En octubre de 2025, la Dirección del Trabajo emitió un informe que daba cuenta de 43.287 despidos por la causal de necesidad de la empresa durante ese mes.
Los datos quedaron contenidos en el Informe Mensual de Terminaciones de Contrato de Trabajo, que, entre otros antecedentes, reveló que los despidos bajo esta causal alcanzaron los 415.010 casos entre enero y octubre, lo que implicó un alza anual de 7,1%.
Este es el mayor nivel acumulado para este período desde 2020, año que cerró con 506.574 despidos en virtud de este motivo, en pleno contexto de pandemia.
Por qué han aumentado los despidos por necesidad de la empresa
Pedro Peña, especialista en derecho laboral y cofundador del estudio jurídico SoyTrabajador.cl, señala que “lo que hemos visto en los últimos años es un patrón bien claro: la causal de necesidades de la empresa se ha transformado en el comodín más usado, incluso cuando los hechos no la sostienen”.
Según indica el experto, una de las razones que explica el aumento sostenido se debe a que los recargos legales son menores que en otras causales, lo que incentiva su uso recurrente.
“La causal necesidades de la empresa se ha vuelto la más utilizada porque, si un tribunal declara el despido injustificado, el recargo legal es solo del 30%, mientras que otras causales pueden llegar al 80%. Esto hace que sea más económico para la empresa despedir y negociar después”, explica Peña.
Otro factor que explica este fenómeno es que, cuando el despido se hace por el artículo 161, inciso 1°, del Código del Trabajo, el empleador puede descontar parte del aporte al seguro de cesantía de la indemnización.
“Esto hace que esta causal sea conveniente desde el punto de vista financiero para la empresa, ya que, aunque deba devolverlo en caso de perder la demanda, en la práctica lo utilizan para negociar”, mencionó el especialista laboral.
¿Qué hacer si fuiste despedido injustificadamente?
Ante un despido injustificado, es clave identificar la causal y la forma en que se produjo, ya sea por carta, verbal o término de un contrato a honorarios, que en la práctica era laboral.
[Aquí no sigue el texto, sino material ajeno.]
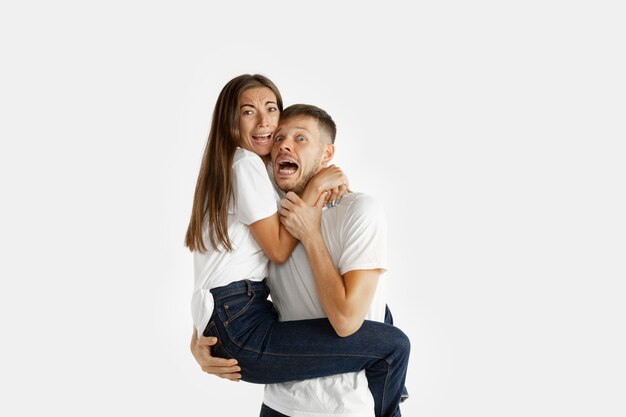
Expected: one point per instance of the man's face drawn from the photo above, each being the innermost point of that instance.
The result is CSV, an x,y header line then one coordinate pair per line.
x,y
298,152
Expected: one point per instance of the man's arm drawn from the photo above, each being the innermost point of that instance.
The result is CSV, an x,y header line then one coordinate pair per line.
x,y
345,298
201,351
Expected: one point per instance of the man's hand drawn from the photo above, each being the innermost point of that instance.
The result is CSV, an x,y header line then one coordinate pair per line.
x,y
300,219
201,351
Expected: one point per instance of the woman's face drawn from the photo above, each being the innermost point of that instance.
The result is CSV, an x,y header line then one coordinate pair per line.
x,y
258,119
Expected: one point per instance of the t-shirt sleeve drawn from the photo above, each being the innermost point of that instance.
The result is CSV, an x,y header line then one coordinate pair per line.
x,y
365,244
254,194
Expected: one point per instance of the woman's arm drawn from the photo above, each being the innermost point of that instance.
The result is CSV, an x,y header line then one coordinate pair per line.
x,y
277,243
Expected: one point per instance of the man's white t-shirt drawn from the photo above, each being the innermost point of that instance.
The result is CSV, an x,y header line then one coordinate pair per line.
x,y
355,233
254,198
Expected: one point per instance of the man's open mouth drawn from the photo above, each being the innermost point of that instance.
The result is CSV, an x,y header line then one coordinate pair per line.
x,y
287,166
262,139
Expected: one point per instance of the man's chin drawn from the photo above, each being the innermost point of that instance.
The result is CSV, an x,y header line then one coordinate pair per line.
x,y
290,185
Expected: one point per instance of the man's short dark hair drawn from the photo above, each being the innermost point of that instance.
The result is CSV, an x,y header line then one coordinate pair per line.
x,y
325,122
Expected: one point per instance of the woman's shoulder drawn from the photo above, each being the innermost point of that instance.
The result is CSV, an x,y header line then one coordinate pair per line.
x,y
244,155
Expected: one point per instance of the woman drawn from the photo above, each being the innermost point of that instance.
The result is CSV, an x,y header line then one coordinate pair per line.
x,y
235,228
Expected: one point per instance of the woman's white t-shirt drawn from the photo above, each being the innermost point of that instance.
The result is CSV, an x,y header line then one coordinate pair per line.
x,y
254,198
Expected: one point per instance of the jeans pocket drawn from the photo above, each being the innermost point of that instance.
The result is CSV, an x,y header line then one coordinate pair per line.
x,y
218,348
237,307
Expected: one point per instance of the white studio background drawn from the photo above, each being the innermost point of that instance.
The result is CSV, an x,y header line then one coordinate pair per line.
x,y
493,133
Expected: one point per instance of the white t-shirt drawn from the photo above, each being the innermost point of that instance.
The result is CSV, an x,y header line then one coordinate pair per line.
x,y
355,233
254,199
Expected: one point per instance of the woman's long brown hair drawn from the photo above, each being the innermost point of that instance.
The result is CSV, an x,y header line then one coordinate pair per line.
x,y
214,187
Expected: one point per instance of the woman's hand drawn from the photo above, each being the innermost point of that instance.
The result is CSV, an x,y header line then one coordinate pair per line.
x,y
300,219
201,351
331,179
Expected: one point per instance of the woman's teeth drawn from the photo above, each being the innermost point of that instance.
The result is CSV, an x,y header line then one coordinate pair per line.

Al recibir una carta, se debe guardar y revisar los datos; si es verbal, es clave dejar registro y conservar pruebas del trabajo.
En casos de contratos a honorarios encubiertos, es fundamental documentar la subordinación y dependencia para solicitar asesoría y que un tribunal reconozca la relación laboral.
Otro punto muy importante es no firmar el finiquito sin asesoría y conservar todos los documentos, pagos y cotizaciones. “Actuar rápidamente es fundamental, pues desde el despido comienzan a correr los plazos legales para reclamar sus derechos”, finalizó el experto.